(Reflections on a Numerical Milestone)
by Paul Schatzkin
November 15, 2020
For the past few months, I have been looking at this photo and thinking I should have something to say about it pertinent to the occasion of my 70th birthday.
These are “the Schatzkin men.” In the center, my father, Harvey; on the left, my brother, Arthur; on the right, yours truly. The photo was taken in our backyard in Rumson, New Jersey in March, 1954 (note the white picket fence in the background). I was 3. Arthur was 6, and Harvey… well, we didn’t know it at the time, but Harvey had only a few years left on the planet: multiple myeloma dispatched him in 1958 at the age of 37.
Arthur died in 2011, just a month shy of his 63rd birthday. Glioblastoma – the same kind of brain cancer that nicked Ted Kennedy and John McCain. “Heart disease runs in some families,” my brother’s widow said at the time. “In your family it’s cancer.”
So here I am, having outlived them all, the only one of “the Schatzkin men” with a first-person need to learn how to spell “septuagenarian.”
How is this even possible?
Before I try to answer that question, let’s talk about Mickey Mantle. (What’s that you say, you don’t know who Mickey Mantle was? Then a) you’re an idiot, and b) Google it.)
Mickey Mantle’s father died at age 40 – as did several other men in the Mantle family. Hell, they all worked in the lead and zinc mines in Oklahoma, so their early demise is not altogether surprising.

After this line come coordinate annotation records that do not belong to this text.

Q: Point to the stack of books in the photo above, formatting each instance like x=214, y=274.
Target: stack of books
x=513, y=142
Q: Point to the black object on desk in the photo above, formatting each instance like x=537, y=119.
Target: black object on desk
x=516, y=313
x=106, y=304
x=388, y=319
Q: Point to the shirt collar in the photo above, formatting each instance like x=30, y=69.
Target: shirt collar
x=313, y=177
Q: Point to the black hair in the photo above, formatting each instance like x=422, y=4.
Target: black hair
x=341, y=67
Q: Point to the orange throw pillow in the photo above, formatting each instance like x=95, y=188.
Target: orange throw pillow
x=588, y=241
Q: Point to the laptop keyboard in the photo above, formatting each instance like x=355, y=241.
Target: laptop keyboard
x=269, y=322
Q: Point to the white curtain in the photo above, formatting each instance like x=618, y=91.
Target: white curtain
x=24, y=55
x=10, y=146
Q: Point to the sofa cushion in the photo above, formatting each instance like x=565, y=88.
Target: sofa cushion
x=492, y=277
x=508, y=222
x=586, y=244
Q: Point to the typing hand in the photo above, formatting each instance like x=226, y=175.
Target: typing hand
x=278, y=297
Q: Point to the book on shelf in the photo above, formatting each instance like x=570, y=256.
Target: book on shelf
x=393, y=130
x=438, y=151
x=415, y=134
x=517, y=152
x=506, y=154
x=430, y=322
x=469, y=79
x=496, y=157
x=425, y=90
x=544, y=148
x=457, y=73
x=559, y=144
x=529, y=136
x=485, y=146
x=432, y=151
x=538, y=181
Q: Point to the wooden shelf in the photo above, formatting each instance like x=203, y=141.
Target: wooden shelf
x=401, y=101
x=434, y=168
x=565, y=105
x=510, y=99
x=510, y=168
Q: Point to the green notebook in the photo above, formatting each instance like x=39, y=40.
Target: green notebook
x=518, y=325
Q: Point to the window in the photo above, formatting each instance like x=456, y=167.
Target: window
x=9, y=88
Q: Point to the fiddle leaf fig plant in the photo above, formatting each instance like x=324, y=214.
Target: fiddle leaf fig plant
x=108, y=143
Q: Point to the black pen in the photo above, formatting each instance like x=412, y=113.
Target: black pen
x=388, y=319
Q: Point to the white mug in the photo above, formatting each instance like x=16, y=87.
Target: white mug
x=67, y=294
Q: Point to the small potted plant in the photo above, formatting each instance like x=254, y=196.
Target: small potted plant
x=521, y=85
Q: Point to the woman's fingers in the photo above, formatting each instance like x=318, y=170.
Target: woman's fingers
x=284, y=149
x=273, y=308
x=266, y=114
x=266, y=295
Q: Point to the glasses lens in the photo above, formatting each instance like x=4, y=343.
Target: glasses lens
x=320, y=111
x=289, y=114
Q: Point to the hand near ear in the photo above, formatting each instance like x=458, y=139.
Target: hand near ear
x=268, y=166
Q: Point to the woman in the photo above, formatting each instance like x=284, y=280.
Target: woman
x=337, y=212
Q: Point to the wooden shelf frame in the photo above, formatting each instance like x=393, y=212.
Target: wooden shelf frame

But Mickey, even though he was a strapping athlete who worked in the verdant, sunlit expanses of major league baseball, lived his life like a man who expected to experience a similar fate. He told anybody who would listen that he had no expectation of living past 40.
“I’m not gonna be cheated,” Mickey said during the best years of his career, and he conducted himself like a man bound and determined to pack a lifetime of living into half a lifetime.
When those decades of hard living and hard drinking finally caught up with him – well after his 40th birthday – Mickey would often say, “If I’d known I was gonna live this long, I’d have taken better care of myself.”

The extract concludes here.